Just go to California. In California, you will see a tag on everything that says ``doesn't cause cancer anywhere else in the United States but may cause cancer in California'' because they have over- labeled everything to death.
It really isn't the business of the Federal Government to be involved with this.
They need to be committed to the rules of fraud. They shouldn't be able to sell something to you that is hooking itself up to the internet. But if you have to hook it up--if you have ever Bluetoothed something, you have to do something. The internet just doesn't come and grab your picture on the refrigerator or listen to your microphone. It has to be hooked up to the internet. You have to do this.
So there ought to be some thought that goes into this.
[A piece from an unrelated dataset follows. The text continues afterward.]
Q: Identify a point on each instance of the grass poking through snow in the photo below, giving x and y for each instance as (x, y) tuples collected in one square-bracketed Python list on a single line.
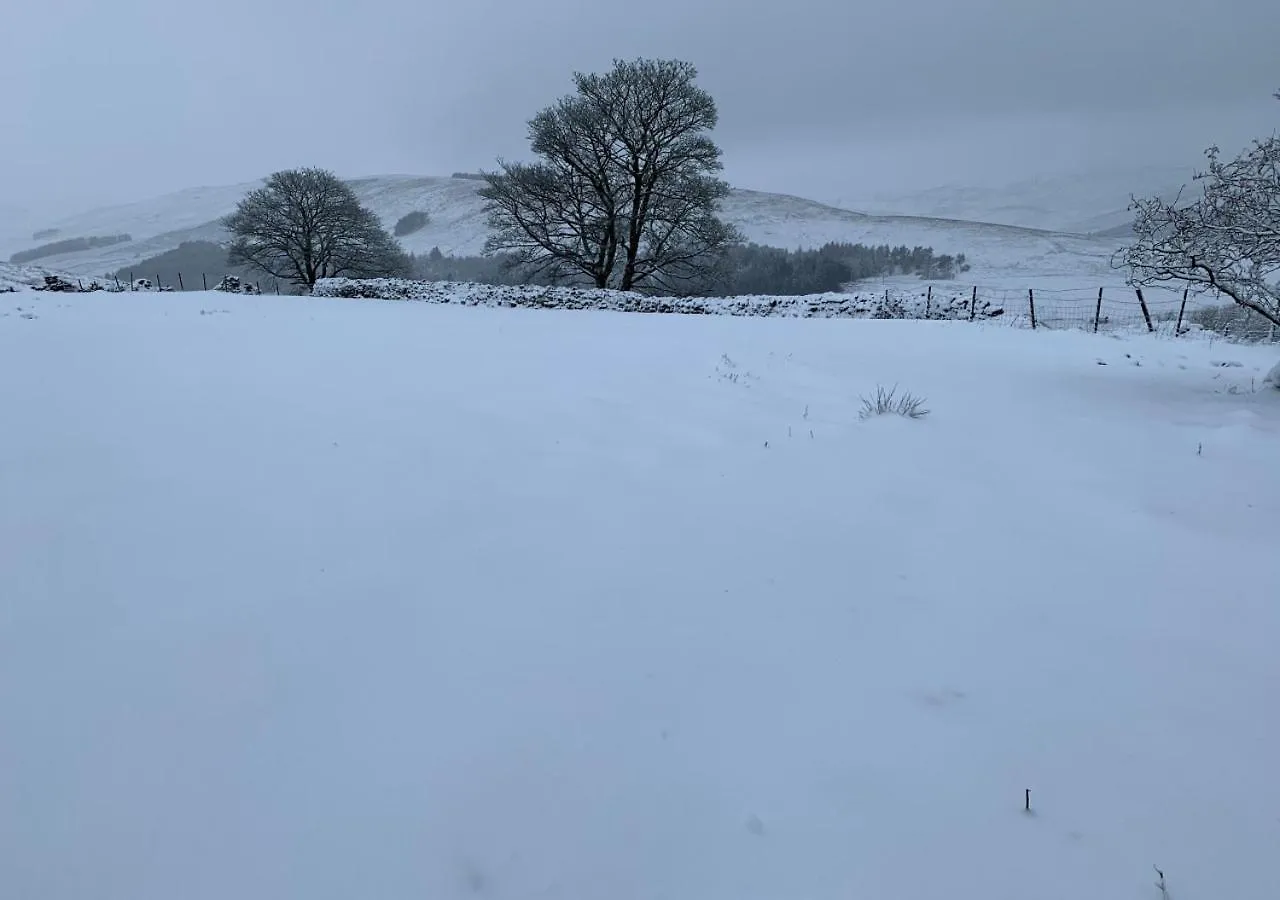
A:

I am disappointed that you choose to hurt the Boys & Girls Club, but what is the alternative? I have to just say: I won't use my brain. I won't think about the consequences of this bill. I won't think about how it goes against our philosophy of adding more Federal regulations. I won't think about the cost to corporations. I won't think about the nonsensical assertion that it is going to spy on you without you knowing it because it is going to hook itself up to the internet. I am supposed to ignore all that and take that in order to get a deed for a Boys & Girls Club. I find this a false equivalency and insincere.
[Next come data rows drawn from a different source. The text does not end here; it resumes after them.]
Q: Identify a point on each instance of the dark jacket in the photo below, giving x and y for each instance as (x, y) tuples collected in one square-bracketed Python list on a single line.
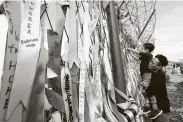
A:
[(145, 59), (157, 87)]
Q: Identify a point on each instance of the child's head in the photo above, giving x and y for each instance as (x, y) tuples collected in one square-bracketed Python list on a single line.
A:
[(148, 47)]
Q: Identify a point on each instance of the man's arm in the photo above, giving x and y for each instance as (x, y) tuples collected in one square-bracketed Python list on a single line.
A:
[(143, 55), (133, 50)]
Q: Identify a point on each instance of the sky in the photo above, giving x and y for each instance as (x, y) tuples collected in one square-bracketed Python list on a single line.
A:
[(169, 29)]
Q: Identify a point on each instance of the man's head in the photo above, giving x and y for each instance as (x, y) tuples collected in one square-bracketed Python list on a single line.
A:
[(148, 47), (158, 62)]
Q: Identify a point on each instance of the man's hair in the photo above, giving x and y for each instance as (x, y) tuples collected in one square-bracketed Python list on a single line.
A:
[(163, 60), (149, 46)]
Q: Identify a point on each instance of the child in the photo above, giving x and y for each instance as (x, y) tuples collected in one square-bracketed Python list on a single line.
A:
[(146, 57)]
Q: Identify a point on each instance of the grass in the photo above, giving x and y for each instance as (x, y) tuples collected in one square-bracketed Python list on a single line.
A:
[(175, 93)]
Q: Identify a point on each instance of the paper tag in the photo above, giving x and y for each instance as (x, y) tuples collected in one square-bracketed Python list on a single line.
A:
[(67, 93)]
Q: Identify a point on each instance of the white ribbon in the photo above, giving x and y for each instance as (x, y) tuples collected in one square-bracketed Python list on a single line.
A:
[(28, 56), (13, 13)]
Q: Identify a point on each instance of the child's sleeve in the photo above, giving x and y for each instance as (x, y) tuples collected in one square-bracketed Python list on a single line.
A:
[(144, 56)]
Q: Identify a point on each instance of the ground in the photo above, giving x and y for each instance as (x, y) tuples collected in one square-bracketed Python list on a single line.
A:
[(175, 93)]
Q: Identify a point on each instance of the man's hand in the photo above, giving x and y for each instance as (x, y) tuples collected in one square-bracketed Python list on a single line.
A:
[(133, 50)]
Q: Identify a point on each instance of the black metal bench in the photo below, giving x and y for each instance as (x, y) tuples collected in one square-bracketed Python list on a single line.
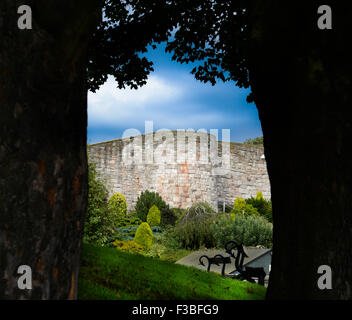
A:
[(238, 253)]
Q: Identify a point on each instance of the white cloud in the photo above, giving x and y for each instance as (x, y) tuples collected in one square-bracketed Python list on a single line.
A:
[(113, 106)]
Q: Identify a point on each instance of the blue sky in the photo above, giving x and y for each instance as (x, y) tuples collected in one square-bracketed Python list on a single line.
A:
[(172, 99)]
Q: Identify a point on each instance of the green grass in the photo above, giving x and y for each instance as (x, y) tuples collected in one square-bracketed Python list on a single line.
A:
[(107, 273)]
Every objection I have to every one of your other bills is a debatable item based on philosophy. If you have a philosophical difference with this, come to the floor and tell us why you hate the Boys & Girls Club of Paducah, but don't come to us and say: Well, you have to accept a regulation on refrigerators in order to help the Boys & Girls Club--which doesn't cost anything. It is a bizarre, arcane thing. The Federal Government, I think, owned the land, gave it to the city, and said the city couldn't transfer it 50 years ago. The Boys & Girls Club has been on this land for 50 years, but they don't have the title, so we are trying to give them the title through legislation.
This is exactly the kind of stuff that, because it doesn't affect nationwide policy, shouldn't have to go to committee, shouldn't have to come to the floor, shouldn't have to tie up a lot of time. These are the things we can dispense with. But a nationwide regulation on cars shouldn't be adopted without debate and without the normal procedure of the Senate. This is a special procedure. We only do things unanimously that typically we agree on.
If we want to have sense of the Senate to recognize John Lewis or a sense of the Senate to recognize some individual, those are the kinds of things we do unanimously, but we don't typically do policy or regulations for the whole country unanimously.
So I hope there is a better way out where we can think about treating and figuring out what levels of legislation rise to the ability of having a serious debate over and what things are parochial and really could be passed unanimously.